In regional NSW, tenants are facing displacement and homelessness due to rents spiking 30 per cent since 2020, outstripping average annual wage growth up to seven times in the past year in the hardest-hit council areas.
Rents have risen around the country, and house rents have also reached record highs in Melbourne, Brisbane, Perth, Adelaide, Canberra and Hobart, on Domain figures.
At the heart of the problem is a chronic shortage of housing, experts agreed, but they said a cap on rent hikes would help alleviate the financial pressure on households until supply is addressed.
Greens MP Jenny Leong has introduced a private member’s bill to NSW parliament that would legislate a cap on rents in line with inflation, an end to no-grounds evictions and a ban on rent hikes in disaster areas. Leong said a cap was the easiest way to help struggling renters.
“People are focusing on the cost of groceries and the cost of petrol, and while they are all significant to people, in almost every case the cost of people’s housing is by far the most significant cost in their day-to-day lives, and we know renters are bearing the brunt of those costs because they’re being hit with rent hikes,” Leong said.
“The easiest way to ease the pressure on people who are suffering from the increased cost of living right now would be to put rent controls in place.”
The practice of capping rents is common overseas and has previously been in place in Australia but in more recent decades has come up against strong resistance.
Some housing experts said a complete rethink of accommodation was needed and it should be considered as an essential good and regulated as such – like health, energy and education – although others warned it could lead to a reduction in the number of rentals and a two-tier system of tenants.
UNSW senior research fellow in the City Futures Research Centre Dr Chris Martin said it was a fair policy response to windfall gains at the expense of renters.
“The building itself is only going downwards in quality because it’s depreciating over time.
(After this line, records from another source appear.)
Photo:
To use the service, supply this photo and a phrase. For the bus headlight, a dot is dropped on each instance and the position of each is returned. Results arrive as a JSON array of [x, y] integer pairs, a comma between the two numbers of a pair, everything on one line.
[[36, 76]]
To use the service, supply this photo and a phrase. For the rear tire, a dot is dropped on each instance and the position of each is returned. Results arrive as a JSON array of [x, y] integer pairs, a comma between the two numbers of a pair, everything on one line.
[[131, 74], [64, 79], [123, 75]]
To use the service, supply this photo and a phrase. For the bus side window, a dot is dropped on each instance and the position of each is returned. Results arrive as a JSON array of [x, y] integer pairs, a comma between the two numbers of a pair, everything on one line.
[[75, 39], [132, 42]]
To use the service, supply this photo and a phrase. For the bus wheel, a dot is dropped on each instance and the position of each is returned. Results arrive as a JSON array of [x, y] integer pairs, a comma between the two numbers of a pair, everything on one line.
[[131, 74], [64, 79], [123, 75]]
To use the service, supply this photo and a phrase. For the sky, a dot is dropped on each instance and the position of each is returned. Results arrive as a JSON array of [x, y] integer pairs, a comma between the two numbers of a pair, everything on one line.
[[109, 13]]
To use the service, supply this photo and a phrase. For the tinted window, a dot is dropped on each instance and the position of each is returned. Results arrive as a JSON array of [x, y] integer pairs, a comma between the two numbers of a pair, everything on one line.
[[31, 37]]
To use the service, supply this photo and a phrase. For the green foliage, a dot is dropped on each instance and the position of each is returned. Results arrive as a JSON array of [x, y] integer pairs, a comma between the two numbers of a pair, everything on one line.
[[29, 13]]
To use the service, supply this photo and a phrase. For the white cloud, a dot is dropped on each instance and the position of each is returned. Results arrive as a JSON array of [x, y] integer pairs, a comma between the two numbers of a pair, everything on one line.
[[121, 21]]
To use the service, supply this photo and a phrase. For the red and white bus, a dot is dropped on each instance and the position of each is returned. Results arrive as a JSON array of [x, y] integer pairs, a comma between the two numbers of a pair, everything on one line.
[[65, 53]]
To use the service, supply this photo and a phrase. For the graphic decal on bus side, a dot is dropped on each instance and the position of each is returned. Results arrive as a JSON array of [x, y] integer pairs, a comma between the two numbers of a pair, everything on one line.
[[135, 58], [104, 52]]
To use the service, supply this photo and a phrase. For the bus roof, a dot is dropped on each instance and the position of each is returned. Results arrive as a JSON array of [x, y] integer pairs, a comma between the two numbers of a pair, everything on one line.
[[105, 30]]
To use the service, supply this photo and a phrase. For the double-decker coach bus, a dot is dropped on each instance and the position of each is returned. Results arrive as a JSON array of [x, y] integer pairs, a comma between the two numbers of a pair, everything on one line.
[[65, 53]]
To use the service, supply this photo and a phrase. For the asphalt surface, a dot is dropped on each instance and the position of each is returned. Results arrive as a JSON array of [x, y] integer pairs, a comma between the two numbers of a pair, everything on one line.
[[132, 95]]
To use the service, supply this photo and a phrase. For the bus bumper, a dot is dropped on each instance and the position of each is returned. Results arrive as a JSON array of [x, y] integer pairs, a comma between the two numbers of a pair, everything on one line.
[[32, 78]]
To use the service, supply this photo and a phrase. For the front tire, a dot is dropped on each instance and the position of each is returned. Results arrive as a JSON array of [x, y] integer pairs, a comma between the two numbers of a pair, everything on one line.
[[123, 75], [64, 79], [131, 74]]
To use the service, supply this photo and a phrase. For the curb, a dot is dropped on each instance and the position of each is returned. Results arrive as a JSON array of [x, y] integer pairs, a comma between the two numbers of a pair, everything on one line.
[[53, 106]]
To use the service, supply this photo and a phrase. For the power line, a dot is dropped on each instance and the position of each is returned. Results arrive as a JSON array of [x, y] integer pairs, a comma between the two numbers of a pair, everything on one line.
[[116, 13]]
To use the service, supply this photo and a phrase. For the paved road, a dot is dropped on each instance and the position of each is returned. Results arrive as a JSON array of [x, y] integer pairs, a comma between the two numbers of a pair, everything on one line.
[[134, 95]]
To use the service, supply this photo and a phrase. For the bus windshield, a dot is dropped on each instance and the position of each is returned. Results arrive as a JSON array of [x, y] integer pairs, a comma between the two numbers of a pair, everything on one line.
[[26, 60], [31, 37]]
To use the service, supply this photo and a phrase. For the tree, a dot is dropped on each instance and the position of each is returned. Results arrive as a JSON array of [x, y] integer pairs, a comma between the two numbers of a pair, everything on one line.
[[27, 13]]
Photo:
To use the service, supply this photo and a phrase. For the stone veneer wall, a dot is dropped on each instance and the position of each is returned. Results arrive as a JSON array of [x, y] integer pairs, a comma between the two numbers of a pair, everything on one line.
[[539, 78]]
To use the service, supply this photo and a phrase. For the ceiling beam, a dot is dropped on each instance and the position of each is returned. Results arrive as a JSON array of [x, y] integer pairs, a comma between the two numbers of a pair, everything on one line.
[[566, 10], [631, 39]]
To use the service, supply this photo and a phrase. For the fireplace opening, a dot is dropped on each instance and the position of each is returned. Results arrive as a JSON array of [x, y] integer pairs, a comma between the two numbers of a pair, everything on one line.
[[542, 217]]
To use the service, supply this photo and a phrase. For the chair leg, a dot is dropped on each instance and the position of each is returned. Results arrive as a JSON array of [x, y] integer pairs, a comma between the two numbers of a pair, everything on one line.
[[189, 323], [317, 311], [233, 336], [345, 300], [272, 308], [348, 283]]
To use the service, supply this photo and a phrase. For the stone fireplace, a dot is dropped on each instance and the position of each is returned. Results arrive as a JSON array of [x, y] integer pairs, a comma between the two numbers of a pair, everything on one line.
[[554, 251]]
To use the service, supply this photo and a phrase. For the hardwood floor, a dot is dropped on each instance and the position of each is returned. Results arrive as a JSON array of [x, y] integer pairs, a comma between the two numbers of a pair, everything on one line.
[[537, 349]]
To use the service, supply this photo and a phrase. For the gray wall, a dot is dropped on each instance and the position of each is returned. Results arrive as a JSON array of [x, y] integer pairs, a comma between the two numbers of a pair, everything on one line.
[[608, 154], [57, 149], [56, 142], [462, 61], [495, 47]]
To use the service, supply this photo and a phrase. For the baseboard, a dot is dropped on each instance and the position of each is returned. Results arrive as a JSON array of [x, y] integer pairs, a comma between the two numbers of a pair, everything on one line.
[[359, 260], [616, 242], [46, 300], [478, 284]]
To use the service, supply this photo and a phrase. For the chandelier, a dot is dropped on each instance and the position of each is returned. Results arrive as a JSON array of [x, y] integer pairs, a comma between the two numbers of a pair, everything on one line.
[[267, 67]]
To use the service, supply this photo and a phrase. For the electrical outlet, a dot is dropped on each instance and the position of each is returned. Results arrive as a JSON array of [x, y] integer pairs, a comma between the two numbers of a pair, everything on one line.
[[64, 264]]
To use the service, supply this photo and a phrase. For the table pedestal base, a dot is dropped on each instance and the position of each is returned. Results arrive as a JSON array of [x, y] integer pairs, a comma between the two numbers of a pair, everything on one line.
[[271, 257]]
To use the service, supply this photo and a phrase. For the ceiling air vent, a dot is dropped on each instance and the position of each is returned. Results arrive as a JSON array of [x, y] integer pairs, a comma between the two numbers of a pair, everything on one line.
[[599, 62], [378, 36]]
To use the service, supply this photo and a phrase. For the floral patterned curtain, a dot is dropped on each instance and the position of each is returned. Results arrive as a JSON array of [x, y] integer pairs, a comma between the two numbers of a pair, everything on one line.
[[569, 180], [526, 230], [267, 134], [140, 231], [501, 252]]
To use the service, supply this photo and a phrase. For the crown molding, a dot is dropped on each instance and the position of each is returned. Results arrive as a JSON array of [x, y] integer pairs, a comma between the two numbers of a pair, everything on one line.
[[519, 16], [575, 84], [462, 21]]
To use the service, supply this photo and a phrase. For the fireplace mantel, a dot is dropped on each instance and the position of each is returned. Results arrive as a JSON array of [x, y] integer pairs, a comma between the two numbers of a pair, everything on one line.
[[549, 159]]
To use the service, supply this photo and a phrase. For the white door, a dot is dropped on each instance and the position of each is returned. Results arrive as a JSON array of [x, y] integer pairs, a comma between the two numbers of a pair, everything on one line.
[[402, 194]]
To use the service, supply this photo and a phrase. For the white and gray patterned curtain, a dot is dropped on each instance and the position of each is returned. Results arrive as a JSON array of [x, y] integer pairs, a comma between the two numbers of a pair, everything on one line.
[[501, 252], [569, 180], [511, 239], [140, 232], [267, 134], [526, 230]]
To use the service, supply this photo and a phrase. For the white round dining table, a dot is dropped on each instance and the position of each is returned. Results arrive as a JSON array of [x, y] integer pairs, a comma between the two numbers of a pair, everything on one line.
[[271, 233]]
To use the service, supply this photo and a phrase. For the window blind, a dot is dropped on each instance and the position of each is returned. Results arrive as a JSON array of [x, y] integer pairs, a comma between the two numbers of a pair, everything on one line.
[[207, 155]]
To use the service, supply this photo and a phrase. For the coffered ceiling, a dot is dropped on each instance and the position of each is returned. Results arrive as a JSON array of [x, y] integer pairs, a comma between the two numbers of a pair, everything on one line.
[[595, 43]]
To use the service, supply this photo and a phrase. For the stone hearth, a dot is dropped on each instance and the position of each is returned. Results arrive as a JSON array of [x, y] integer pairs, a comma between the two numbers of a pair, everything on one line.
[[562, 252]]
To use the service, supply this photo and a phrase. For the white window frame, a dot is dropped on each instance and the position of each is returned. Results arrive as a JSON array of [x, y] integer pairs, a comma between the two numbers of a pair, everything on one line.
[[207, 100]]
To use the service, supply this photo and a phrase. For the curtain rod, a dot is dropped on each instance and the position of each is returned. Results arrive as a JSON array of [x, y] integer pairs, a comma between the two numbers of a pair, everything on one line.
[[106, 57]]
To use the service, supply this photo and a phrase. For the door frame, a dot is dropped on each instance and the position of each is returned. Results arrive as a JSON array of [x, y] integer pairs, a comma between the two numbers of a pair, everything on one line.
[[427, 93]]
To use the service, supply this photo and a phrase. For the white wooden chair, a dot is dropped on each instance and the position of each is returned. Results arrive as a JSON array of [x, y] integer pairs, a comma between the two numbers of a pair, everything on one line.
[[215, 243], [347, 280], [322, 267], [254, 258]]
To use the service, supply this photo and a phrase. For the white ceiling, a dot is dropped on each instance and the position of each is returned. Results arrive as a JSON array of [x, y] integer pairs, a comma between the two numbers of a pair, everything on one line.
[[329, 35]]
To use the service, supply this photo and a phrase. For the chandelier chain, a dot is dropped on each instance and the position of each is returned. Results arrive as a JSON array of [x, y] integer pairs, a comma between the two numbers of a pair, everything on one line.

It’s getting older, it’s getting worn and torn so the idea that rents are above CPI really must reflect an increase in the location value, and the landlords do absolutely nothing to deserve that,” Martin said.
“If anything it’s the people who live there that make locations valuable and desirable. It shouldn’t be landlords who benefit from it.
“There are other basic needs where the cost is regulated, whether that’s health or education or energy. There is regulation of the cost of other basic needs, and we can do that for rent as well.”
But independent economist Saul Eslake said the response was a short-term and ineffective fix and did not address the underlying problem of the rental crisis.
“I would say rent controls are at best a short-term palliative but do nothing to address the underlying problem of the shortage of rental properties,” Eslake said, adding it would discourage additional private investment in rental housing and create a privileged class of rent-controlled tenants.
“There’s obviously a problem. The answer is to increase the supply of rental properties. Governments ought to be increasing housing supply directly or indirectly by providing more financial support to community housing providers, or restricting the conversion of rental properties to short-term rentals.”
Tenants Union NSW chief executive Leo Patterson Ross said governments had failed to increase the number of rental properties until now and rent controls would be an immediate solution to alleviate financial pressures on renters, alongside an increase in rental properties in the long term.
“The issue with rent control not fixing the supply problem is true, but also part of the point is the industry is not building enough and probably will never build enough,” Patterson Ross said.
“There is not a realistic pathway that they would build enough stock that is affordable to the community.”
He said there are standards in place to ensure essential products and services are safe and accessible, and housing needs to be treated in the same way.
“We approach housing without the conception of it as an essential service. We’ve set up various structures and investor expectations,” he said.
Real Estate Institute of Australia president Hayden Groves said while it was an interesting idea in theory, it would turn investors away from providing rental properties.
“That’s the problem the REIA has with any form of rent control … what happens is investors say ‘I’ll sell that asset and that’s out of my control, the return on my money is too poor,’” Groves said.
He said that it would effectively reduce the number of rental properties: “It’s a bad idea, you’ll have more of a flight out of rental properties.”